Base Image
What every Tenki Sandbox session ships with out of the box, and how to add your own tools.
Every Tenki Sandbox session starts from the same prepared base image, so common
runtimes and tools are already present the moment a session reaches READY. The
essentials need no install-and-warm-up step. This page lists what ships by default and
how to add anything else.
The base is a standard Ubuntu 24.04 LTS microVM. You log in as the tenki user
(uid 1000) with passwordless sudo, so you can apt install, pip install, or
npm install anything not listed here.
Language runtimes
| Runtime | Version | Notes |
|---|---|---|
| Python | 3.12 | Ubuntu 24.04 system Python, with pip |
| Node.js | 24.14.0 | Installed via nvm; npm included |
| Bun | 1.3.14 | Fast JavaScript/TypeScript runtime and bundler |
Package managers & language tooling
| Tool | Version | Purpose |
|---|---|---|
| pip | latest | Python package installer |
| uv | 0.11.28 | Fast Python installer and resolver |
| npm | bundled | Node package manager (with Node.js) |
| pnpm | 10.20.0 | Fast, disk-efficient Node package manager |
TypeScript (tsc) | 5.9.3 | TypeScript compiler |
| ts-node | 10.9.2 | Run TypeScript directly |
| typescript-language-server | 5.3.0 | TypeScript/JavaScript LSP |
Coding agents
Tenki Sandbox bakes in the major terminal coding agents so you can drive them directly inside a session:
| Agent | Command | Version |
|---|---|---|
| Claude Code | claude | 2.1.209 |
| OpenAI Codex | codex | 0.144.4 |
| opencode | opencode | 1.17.20 |
Python data & ML libraries
Preinstalled into the system Python so data and analysis workloads run without a setup step:
| Category | Package | Version |
|---|---|---|
| Data core | numpy | 2.4.1 |
| Data core | pandas | 2.3.3 |
| Data core | matplotlib | 3.10.8 |
| Data core | scipy | 1.17.0 |
| Data core | seaborn | 0.13.2 |
| Data core | pillow | 12.1.0 |
| Data core | requests | 2.32.5 |
| Data core | beautifulsoup4 | 4.14.3 |
| ML | scikit-learn | 1.8.0 |
| ML | opencv-python-headless | 4.13.0.90 |
Heavier deep-learning frameworks (PyTorch, TensorFlow, Transformers, and similar) are not preinstalled. They tend to be large and GPU-oriented, so it's best to pin them per workload. Install them per session or bake them into a template.
Common CLI tools
Available on PATH in every session:
- Version control & GitHub:
git,gh - HTTP & transfer:
curl,wget,rsync - Search & data:
ripgrep(rg),jq,sqlite3 - Archives:
tar,zip/unzip,zstd,bzip2,xz - Build:
build-essential(gcc/make),pkg-config - SSH:
openssh-client,openssh-server - Inspect:
file,less,lsof
Checking what's installed
Because you have sudo, you can inspect anything from inside a session:
python3 --version
node --version
claude --version
python3 -c "import numpy, pandas, sklearn; print(numpy.__version__, pandas.__version__)"
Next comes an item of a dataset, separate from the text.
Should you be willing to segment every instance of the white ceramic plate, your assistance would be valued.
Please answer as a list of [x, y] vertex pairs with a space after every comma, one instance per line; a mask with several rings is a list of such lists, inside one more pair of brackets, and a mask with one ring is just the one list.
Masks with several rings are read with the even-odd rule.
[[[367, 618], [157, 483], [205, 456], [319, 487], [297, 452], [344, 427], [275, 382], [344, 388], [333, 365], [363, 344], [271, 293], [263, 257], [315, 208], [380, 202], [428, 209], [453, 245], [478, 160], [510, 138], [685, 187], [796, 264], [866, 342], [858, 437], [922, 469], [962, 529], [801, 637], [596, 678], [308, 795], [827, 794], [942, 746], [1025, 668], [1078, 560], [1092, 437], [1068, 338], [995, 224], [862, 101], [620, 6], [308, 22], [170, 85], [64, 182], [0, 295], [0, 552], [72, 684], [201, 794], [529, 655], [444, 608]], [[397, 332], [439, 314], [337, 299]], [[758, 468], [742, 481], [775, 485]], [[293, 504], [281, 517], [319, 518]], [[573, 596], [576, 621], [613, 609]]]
dpkg -l | grep -i ripgrepAdding your own tools
For a one-off session, just install what you need:
pip install polars
sudo apt-get update && sudo apt-get install -y ffmpeg
npm install -g some-cliIf every session should start with the same extra tools, define them once in a template instead of installing on each session — the template build captures the prepared environment as a snapshot so new sessions start ready.